Roswitha, you are totally correct about estimating a quake in a period of time. Northern Anatolian fault zone is a 'strike-slip' type fault, it slips sideways. San Andreas is nearly identical. The good news is, strike-slip type faults are predictable. Using satellite laser or radar inferometry it's possible to determine energy build-up stress zones, where unreleased energy may be measured and an estimate can be made about the time of breaking.
The bad news is, afaik this works on the land only. Alas, the NAF dips into the sea at west of Yalova, and goes more than a hundred miles until resurfacing. In the past there was much debate over the undersea fault being continious or broken into two pieces. A Turkish geology ship and later a French ship did some measurements and experiments that time but there was no clear result or prediction. Or maybe the results were so horrible that they were hidden?
Usumezsoy is an academician, yet there are others telling otherwise. I'm not saying he is wrong, he may be right. But since '99, after any significant earthquake, each TV station here grabs a geologists, puts him/her on air and broadcasts their speculations.

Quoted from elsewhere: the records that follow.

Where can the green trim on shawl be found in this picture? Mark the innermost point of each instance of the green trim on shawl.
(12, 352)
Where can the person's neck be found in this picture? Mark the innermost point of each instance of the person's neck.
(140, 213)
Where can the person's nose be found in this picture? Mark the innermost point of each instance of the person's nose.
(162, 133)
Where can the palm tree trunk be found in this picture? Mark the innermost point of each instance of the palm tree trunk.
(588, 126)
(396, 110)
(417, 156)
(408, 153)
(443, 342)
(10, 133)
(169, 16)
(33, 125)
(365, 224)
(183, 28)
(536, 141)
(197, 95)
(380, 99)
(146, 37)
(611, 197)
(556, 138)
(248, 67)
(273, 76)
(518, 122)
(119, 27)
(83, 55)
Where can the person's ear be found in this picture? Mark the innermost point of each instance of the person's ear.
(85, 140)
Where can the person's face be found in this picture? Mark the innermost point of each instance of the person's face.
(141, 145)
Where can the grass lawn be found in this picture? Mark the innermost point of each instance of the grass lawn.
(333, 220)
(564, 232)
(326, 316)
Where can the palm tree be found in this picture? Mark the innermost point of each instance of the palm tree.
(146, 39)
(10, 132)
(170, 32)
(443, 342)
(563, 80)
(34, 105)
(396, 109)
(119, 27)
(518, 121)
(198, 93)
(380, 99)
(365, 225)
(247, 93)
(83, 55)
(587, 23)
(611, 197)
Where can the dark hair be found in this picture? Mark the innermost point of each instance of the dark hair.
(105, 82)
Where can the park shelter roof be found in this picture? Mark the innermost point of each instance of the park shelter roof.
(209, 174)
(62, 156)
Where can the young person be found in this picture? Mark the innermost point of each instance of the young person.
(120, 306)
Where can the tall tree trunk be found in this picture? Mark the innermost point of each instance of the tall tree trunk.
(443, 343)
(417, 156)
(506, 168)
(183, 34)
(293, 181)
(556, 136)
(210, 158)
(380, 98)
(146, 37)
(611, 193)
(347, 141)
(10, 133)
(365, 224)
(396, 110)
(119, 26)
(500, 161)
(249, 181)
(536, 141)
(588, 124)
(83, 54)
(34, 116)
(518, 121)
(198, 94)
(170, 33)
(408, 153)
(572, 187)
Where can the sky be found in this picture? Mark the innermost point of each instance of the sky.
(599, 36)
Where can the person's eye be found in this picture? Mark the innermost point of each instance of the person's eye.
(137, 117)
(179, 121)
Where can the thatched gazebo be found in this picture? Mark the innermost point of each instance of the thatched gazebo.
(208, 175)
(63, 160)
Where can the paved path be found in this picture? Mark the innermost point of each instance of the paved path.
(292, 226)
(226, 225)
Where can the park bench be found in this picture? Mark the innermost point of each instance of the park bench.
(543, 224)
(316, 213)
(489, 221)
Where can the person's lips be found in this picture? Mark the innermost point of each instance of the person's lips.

The geologists themselves are accusing each other on TV, papers etc. and quarreling about who is right, although none have any proof backing up his/her hypothesis. The whole thing is like a circus.
I meant to say that none of those hype and babbling are gonna help people, and telling that 'the big quake' just won't happen is wishful thinking.

8.       Roswitha
4132 posts
 15 Mar 2008 Sat 08:27 pm

Thank you for your well presented reply!